In two British studies [9, 55], a significant relationship between childhood socioeconomic status and adulthood MetS was observed only among women. For example, tracking a group of participants born in 1946 revealed that, among women, the father’s occupation during childhood, as well as the participant’s own occupation and education, are significantly and independently related to MetS. Among men, however, only the participant’s education was relevant [55]. Another British survey [62] also showed that birth weight, postnatal weight gain, living environment, and the father’s occupation during childhood explain about 11.9% and 4.6% of adulthood MetS in men and women, respectively [62].
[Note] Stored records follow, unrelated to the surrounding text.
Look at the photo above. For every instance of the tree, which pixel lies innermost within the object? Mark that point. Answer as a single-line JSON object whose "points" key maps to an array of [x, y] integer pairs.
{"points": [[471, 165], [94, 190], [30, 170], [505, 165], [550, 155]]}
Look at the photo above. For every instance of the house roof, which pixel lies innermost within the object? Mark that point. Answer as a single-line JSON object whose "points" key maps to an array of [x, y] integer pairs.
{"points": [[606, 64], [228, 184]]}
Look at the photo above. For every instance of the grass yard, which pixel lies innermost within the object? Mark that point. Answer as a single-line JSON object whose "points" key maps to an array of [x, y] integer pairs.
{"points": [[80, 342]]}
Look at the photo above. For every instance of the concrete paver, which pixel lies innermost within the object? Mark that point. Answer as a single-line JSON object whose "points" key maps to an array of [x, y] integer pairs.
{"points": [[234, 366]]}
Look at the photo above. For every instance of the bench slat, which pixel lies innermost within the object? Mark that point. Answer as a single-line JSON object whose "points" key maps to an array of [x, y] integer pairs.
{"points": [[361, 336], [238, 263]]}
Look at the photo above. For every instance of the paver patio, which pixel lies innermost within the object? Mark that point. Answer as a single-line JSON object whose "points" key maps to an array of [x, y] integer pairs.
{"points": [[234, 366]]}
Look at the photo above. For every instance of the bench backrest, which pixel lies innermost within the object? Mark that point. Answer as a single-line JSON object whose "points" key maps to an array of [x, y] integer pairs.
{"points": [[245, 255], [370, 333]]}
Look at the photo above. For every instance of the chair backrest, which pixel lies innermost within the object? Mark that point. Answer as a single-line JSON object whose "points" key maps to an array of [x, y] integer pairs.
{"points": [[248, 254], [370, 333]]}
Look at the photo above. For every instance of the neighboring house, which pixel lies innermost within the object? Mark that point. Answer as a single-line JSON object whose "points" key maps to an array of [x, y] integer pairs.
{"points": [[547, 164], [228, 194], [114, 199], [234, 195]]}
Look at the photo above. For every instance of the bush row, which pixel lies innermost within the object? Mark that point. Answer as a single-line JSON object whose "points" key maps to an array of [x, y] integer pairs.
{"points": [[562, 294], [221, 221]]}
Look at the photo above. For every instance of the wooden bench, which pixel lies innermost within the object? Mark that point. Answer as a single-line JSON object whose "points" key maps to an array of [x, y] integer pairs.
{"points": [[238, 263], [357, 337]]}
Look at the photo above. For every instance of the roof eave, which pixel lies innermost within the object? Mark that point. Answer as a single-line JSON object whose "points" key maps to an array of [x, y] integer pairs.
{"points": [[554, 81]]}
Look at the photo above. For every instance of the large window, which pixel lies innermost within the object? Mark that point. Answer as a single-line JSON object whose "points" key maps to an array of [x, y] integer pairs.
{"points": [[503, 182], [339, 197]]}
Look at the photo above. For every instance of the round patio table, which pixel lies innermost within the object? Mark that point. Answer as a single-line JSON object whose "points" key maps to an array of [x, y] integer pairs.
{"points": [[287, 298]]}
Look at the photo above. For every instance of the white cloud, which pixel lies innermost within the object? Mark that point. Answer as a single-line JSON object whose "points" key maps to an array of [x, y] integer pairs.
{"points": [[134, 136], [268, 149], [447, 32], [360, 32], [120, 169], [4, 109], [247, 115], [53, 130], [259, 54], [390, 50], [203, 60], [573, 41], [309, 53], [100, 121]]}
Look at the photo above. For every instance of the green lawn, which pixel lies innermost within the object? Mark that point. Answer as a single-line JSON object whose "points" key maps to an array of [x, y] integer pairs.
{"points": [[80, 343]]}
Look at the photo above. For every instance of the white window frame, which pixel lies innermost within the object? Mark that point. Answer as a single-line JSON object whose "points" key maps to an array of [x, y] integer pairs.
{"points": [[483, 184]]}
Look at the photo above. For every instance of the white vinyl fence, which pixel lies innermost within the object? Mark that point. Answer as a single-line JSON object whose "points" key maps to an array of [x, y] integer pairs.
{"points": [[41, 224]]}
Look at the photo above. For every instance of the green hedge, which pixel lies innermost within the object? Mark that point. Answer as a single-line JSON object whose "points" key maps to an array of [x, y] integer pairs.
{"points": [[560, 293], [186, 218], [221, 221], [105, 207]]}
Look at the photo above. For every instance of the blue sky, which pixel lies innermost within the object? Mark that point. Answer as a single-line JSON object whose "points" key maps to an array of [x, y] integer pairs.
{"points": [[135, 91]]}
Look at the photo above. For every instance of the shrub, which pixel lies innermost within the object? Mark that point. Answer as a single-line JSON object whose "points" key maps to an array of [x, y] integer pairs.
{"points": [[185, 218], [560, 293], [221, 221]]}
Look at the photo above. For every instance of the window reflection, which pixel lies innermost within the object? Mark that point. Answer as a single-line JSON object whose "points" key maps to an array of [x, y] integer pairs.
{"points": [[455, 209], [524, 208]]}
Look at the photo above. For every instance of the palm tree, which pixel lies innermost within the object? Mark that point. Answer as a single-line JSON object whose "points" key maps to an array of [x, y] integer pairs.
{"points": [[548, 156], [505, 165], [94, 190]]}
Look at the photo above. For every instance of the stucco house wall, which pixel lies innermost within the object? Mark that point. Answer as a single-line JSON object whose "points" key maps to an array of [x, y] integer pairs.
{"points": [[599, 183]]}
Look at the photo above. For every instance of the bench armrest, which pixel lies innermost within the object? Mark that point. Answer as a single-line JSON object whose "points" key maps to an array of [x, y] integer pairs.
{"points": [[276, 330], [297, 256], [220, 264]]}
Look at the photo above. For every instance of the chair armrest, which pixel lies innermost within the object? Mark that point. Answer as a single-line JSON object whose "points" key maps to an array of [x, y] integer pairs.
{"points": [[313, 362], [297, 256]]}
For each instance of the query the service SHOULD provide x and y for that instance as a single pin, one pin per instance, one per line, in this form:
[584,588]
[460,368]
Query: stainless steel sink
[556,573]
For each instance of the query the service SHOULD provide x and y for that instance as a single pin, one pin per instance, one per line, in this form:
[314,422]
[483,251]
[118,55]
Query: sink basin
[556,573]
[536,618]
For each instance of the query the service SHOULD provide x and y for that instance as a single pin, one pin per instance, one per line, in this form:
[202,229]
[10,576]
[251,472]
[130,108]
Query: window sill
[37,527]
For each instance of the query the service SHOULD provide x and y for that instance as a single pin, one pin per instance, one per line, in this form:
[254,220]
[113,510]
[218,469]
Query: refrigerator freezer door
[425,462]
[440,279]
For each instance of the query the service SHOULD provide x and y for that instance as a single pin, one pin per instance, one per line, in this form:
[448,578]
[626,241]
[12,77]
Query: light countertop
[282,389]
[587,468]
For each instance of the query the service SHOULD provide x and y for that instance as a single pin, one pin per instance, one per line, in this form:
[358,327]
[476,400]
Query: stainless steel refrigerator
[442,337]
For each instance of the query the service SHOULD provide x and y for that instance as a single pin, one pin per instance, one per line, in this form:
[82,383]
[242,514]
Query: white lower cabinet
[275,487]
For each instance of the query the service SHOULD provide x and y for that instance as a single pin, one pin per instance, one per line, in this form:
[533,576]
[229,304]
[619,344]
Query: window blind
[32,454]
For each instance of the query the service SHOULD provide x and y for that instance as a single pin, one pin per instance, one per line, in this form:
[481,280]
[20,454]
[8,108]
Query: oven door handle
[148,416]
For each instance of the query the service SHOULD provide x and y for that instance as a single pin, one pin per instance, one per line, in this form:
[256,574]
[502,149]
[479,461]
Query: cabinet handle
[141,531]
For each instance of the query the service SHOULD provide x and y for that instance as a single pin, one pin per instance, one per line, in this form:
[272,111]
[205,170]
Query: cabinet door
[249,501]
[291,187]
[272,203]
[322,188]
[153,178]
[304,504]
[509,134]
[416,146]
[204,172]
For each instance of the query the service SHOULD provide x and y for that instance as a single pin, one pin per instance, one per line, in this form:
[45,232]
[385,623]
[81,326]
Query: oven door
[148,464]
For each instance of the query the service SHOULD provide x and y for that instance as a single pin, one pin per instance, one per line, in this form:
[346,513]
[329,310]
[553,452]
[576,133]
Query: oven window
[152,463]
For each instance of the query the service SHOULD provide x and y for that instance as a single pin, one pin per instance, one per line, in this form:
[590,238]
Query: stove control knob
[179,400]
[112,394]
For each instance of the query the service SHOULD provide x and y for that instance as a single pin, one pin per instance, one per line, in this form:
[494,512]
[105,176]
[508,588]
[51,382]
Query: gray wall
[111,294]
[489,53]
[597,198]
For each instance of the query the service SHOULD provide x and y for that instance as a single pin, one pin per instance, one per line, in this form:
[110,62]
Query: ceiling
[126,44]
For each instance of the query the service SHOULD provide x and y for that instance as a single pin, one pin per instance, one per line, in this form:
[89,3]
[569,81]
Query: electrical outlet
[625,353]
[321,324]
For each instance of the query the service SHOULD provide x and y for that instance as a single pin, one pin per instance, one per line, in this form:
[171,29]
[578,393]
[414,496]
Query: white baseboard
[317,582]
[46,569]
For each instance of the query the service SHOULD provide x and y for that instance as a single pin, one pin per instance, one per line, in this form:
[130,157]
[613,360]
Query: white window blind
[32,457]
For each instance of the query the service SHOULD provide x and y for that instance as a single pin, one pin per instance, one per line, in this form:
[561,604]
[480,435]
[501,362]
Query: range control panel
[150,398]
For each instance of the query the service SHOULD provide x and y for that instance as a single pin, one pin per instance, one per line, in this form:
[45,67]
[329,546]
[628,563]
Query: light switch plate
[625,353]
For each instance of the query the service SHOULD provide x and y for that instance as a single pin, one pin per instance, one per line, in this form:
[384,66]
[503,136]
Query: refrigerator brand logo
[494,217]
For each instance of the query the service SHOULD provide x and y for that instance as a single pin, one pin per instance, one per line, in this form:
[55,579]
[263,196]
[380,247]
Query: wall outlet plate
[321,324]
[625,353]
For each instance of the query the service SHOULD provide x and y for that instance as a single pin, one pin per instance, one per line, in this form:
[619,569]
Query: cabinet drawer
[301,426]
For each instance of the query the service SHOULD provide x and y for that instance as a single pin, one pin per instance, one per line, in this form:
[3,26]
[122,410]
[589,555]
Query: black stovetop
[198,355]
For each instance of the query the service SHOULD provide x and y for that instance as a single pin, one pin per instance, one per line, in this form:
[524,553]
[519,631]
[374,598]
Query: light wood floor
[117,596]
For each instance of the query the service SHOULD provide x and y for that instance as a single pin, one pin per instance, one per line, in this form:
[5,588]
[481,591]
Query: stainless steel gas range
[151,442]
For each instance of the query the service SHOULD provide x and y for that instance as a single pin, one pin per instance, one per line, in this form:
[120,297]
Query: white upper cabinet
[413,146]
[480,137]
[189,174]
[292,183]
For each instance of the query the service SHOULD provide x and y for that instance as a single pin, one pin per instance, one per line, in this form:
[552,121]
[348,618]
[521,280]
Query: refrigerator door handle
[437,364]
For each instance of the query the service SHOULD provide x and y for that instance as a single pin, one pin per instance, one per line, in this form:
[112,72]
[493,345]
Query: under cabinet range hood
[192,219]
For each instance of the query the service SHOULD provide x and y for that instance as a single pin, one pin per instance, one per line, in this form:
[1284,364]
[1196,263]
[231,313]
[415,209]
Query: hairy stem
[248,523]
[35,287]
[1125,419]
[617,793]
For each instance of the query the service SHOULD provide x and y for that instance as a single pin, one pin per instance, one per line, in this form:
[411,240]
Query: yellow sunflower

Why then is childhood socioeconomic status linked to MetS in adulthood? First of all, it was demonstrated that low birth weight and a subsequent growth spurt, which reflect poor nutrition before birth, elicit insulin resistance and other factors that predispose individuals to adult diseases in adulthood. Low parental socioeconomic status at birth is also considered as a risk factor. In addition, low socioeconomic status in childhood may have harmful consequences on lifestyle habits in adulthood. For example, one study showed that, independent of a person’s own socioeconomic status, low socioeconomic status in the father is significantly associated with smoking in adulthood [46]. In addition, low parental socioeconomic status is associated with poor childhood home environment that may include child abuse, among other factors. Another pathway has been suggested in which poor childhood home environment is associated with MetS through poor psychosocial status in adulthood (depression and poor social support) [63]. Thus, childhood experiences associated with low socioeconomic status may adversely affect psychosocial functioning in adulthood, and may easily cause MetS because of factors such as low stress tolerance. Furthermore, a survey of adolescents found that MetS was more prevalent in less reputable high schools than in well-regarded high schools [64], implying that socioeconomic status may begin to influence MetS onset prior to adulthood.

6 Summary

As noted, individual interventions such as special health checks and lifestyle coaching are aimed at reducing MetS, heart disease, and type 2 diabetes. Lifestyle habits such as diet and exercise are unquestionably important. However, the link between MetS and social factors such as socioeconomic status is poorly understood, as demonstrated here, and is, perhaps for this reason, not investigated often.

Lifestyle coaching alone may not reduce MetS as expected. However, overall reduction of MetS could potentially be achieved with, for example, concurrent measures that target psychological issues often faced by persons of low socioeconomic status, such as economic uncertainty, work stress, depression, and low self-esteem. This reduction may also be achieved by programs tailored to the needs of persons in lower socioeconomic classes whose lifestyle habits and living conditions are otherwise difficult to change. Other social interventions, including in infrastructure and social capital, may also enhance reduction of MetS, although further research is needed.

The independent effect of childhood socioeconomic status on MetS suggests that factors in childhood and adolescence may predispose individuals to MetS in adulthood. For example, persons born to parents of low socioeconomic status are more likely to stay in a similar status as adults, regardless of one’s own efforts or intentions, thus increasing the risk of MetS. Therefore, measures against MetS require not only an emphasis on individual effort and personal responsibility, but also multi-generational insight into one’s life course.

Up to 2009, most studies focused on social disparities in MetS prevalence in Europe and North America. After 2010, more and more studies emerged from the Middle-East, Asia, Africa, Mesoamerica, and Latin America. Also, studies investigating mechanisms related to life course have dramatically increased recently, along with studies of genetic and contextual or built environments. Accordingly, frameworks and implementation programs to improve MetS are evolving.